Когда-то — ох как это было давно! — она читала о виде у Михайла Старицкого. Вила живет в горах. Походит на нашу лесную фею — мавку. Только сербская вила скорее добра, чем зла. Она очень красива, у нее чудесный голос, подчас она шутит с юношами, а больше печется о них и о Сербии… Вила и мавка — а может, и в самом деле у них много общего, как у двух сестер? Зеленокосая мавка из волынских лесов и воительница с гор — обе они способны на самопожертвование ради братства и любви, — да не такова ли и сама Леся? Иначе как бы она могла так хорошо понять мавку и вилу?
Наперекор всему продолжаю поиски древнего папируса. Там должно быть что-то, обращенное ко мне. Маленький бесенок притих, присмирел, устал, я посадила его к себе на плечо, и только я одна вижу его и ощущаю на плече тяжесть, но избавиться от него не могу и не хочу. Ищу древний папирус, хотя теперь уже знаю наверное, — и не сомневаюсь, и не стыжусь своего бессилия, — знаю, что не смогу дописать, и не только потому, что нет у меня такой власти над словом, как у нее, — чтобы дописать, чтобы додумать и сделать то, что помешала завершить другому смерть, надо смотреть на мир глазами того человека. Надо стать им, а это невозможно. Замысел принадлежал не мне, и правильным было бы одно-единственное решение — то, которое знала Леся и не успела высказать.

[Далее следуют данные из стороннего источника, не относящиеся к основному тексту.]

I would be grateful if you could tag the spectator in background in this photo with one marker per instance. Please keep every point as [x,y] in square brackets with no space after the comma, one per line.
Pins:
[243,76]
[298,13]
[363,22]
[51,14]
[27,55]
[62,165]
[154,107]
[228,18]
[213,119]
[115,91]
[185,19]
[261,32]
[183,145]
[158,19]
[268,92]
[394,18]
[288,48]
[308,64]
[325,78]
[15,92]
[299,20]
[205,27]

Теперь я понимаю, почему Ника Самофракийская осталась такой, как ее нашли. Дописать за кого-то невозможно, как невозможно дожить чужую жизнь. Одно лишь утешение — кое-что мне все же осталось, по-своему не менее великое и важное: мне осталась возможность понять ее. Постичь до конца. Познать. Хотя, в конце концов, и для этого нужен дар и разум.
Поездка в Сан-Ремо — и снова, как весной, на пути Львов. И снова Леся недовольна собой, потому что дала волю настроению, разрешила себе откровенные и слишком горячие беседы. Быть может, в самом львовском климате было нечто понуждавшее ее к вспышкам и спорам? Заходила к Кривенюку, своему доброму другу и будущему мужу младшей сестры Лили, — он мало изменился со времени последней встречи в Киеве, разве что похудел. Но, по всему видно, живет в трудных условиях, плохонькая комнатка, потертый костюм, небогатый ужин. Кривенюк разузнал, что самый удобный поезд в Вену отходит утром. Леся надумала побыть день во Львове, передохнуть, но из этого ничего не вышло, — вместо отдыха чуть не весь вечер спорила с Трушем и Ганкевичем о Франко.
— О, пане Микола, — обрушилась Леся на Ганкевича в первую же минуту встречи, — если бы вы только знали, как мне хотелось выругать вас еще весной за эту задержку с брошюрами. Неужели трудно понять, что такие задержки у многих отбивают охоту работать? Люди брались за дело горячо, рассчитывая на хорошие результаты, а вы чуть все не испортили. Я уже жалела, что положилась на вас.
Ганкевич оправдывался. Средства, задержки в типографии, корректура.
— Простите, панна Леся, что так случилось, но не у каждого из нас здесь столько энергии и энтузиазма, как, скажем, у Франко.